Dans un aveu de 1673, rendu par dame Jacquette le Livec, veuve d'écuyer Jan de Kermellec, sieur de Kerminaouët décédé vers 1664 : Aussi déclare ladite dame avouante en ladite qualité, lui appartenir les prééminences et droits honorifiques appartenant et dépendant de ladite maison et manoir de Kervren auquel lui compete au désir de son acquêt tant en vitre d'icelle qu'aux vitres paroissiales de Trégunc, tombes élevées, tombes basses, bancs, escabeaux, accoudoirs, armes en bosse et armes tant au choeur de ladite église que la chapelle vers le midi dudit choeur et des autres droits privilèges attribués pour, et à cause de ladite maison de Kervren par les avoirs acquis de défunt messire Guy de Bouvans seigneur du Bois de la Roche, par contrat du second de novembre mil six cent cinquante et cinq, qu'elle a droit après le roi de poser un écusson et ses armes en la principale vitre de la chapelle de Kervren nommée la chapelle de Notre-Dame sise en la paroisse de Trégunc ...  Le contrat de 1655 est-il uniquement lié à l'apposition de quelques armoiries ou est-ce un contrat de vente d'une partie de la seigneurie de Kervren par Guy de Bouvans4 ? ce qui ferait de ce dernier un possesseur de cette seigneurie mais de qui tient-il ce bien ? ce sont des questions pour l'instant sans réponses, d'autres découvertes seront nécessaires.

Ce même aveu de 1673 nous apprend aussi que la chapelle dépendante de Kervren se trouvait à proximité du manoir : Compete en pareil à la présente lottie les rabines, à savoir celle qui conduit en la croix située au chemin de Kervren à Trégunc à la lande de Polpry et l'autre rabine qui conduit en la chapelle de Kervren au Pont Guéguen. En observant les cadastres napoléoniens on remarque aussi une croix située à ce qui pourrait être un ancien croisement entre la route de Trégunc à Pouldohan et d'un chemin, encore visible en partie sur les cadastres qui devait mener directement de Keroriou au Pont-Minaouët. A cette époque les terres de Kervren sont travaillées par un certain Pierre le Scellin, quant au meunier du moulin-mer, il s'agit de Pierre le Troadec.

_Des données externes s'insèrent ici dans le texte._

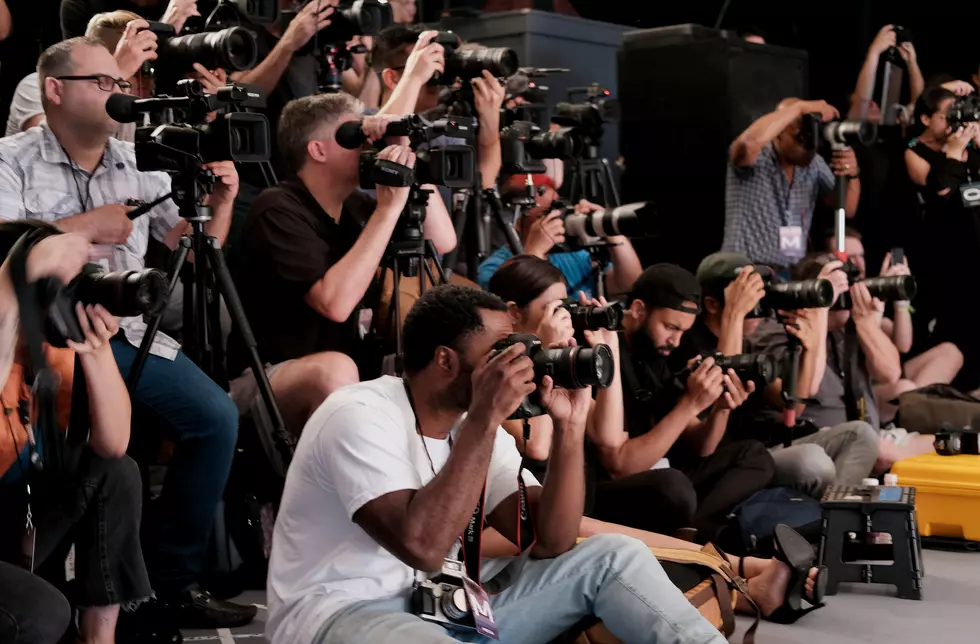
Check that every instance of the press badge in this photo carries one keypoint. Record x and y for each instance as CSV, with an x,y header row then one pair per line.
x,y
479,603
791,241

La seigneurie est divisée, désormais les possesseurs des deux parties se qualifient de seigneurs de Kervren, nous avons d'un côté les seigneurs de Kerminaouët, qui possèdent environ les trois-quarts du manoir et de l'autre, les descendants de Louise Goarlot qui possèdent l'autre quart. Les différents possesseurs qui suivent apparaissent indifféremment d'après les dates des documents.

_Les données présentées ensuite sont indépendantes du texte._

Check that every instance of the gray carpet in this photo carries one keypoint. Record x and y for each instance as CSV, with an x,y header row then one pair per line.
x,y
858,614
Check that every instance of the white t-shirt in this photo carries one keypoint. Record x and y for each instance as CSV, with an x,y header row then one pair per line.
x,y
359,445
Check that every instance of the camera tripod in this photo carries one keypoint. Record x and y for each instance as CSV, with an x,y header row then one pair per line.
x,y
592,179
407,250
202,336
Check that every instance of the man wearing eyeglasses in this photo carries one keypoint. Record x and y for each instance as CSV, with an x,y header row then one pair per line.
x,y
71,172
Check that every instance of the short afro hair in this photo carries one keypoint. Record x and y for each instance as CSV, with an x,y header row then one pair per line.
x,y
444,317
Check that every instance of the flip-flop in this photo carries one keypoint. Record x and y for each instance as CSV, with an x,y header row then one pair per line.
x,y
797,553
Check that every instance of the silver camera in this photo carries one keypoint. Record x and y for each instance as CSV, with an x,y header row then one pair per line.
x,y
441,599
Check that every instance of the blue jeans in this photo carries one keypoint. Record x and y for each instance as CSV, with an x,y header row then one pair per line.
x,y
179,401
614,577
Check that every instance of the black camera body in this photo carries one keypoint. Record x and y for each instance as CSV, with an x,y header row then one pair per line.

En 1678 est célébré le mariage de messire Ollivier de Kermellec, fils de Jan, seigneur de Kerminaouët, Kermadoué, et Kervren avec damoiselle Guillemette-Anne de Kersulgar dame de Mezanlez en Ergué Gabéric. En 1681, Ollivier de Kermellec, rend aveu pour les trois-quarts du manoir de Kervren lesdits trois quarts du manoir de Kervren et terres en dépendant ci-devant affermé par an la somme de deux cent livres tournois et à présent délaissé par ledit sieur déclarant à dame Janne-Jacquette le Livec, dame douairière de Kerminaouët, sa mère pour hypothèque de ses deniers dotaux. Le moulin à mer est toujours tenu à titre de simple ferme par Pierre le Troadec.

L'autre quart appartient à Marie du Berée petite fille de Louise Gouarlot et veuve de Pierre de Roche, sieur de Hauterive, elle possède aussi des tenues dans les villages de Kerouant et Kerioualer.

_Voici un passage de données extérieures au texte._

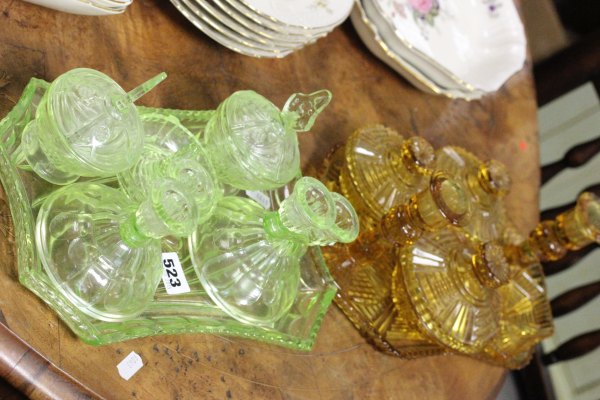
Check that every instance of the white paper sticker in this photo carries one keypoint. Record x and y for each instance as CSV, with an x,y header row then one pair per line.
x,y
130,365
173,277
260,198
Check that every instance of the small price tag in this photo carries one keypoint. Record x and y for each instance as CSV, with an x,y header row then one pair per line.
x,y
130,365
260,198
173,277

En décembre 1682 est rédigé l'aveu du baron François de Kermeno, seigneur de Goarlot, pour la réformation des domaines : Le manoir et lieu noble du Porzou situé en ladite paroisse de Lanriec avec tous et chacuns les terres, issues, largesses et franchises en dépendant appartenant autrefois à noble homme Augustin Goarlot, sieur dudit lieu du Porzou et à présent à dame Jacquette le Livec, douairière de Kerminaouët (...) et toujours à Lanriec : Le lieu et tènement d'héritages entièrement nommé Kermainguy, à présent Keranseil ou Keranraisinen (...) appartenant autrefois à écuyer Cristophle Garlot sieur de Quervren ... Le Porzou n'apparaît pas dans les aveux de 1673 et 1681, ce qui signifie qu'il a été acquis par la seigneurie de Kerminaouët entre février 1681 et décembre 1682 ?

Au mois de mai 1685 sont baptisés Renée fille de Pierre le Troadec et d'Adélice le Deval, meuniers demeurant au moulin à mer de Kervren, ainsi que Charles fils de Barthelemy Cariou, tailleur, et Guilette Kerret demeurant au manoir de Kervren.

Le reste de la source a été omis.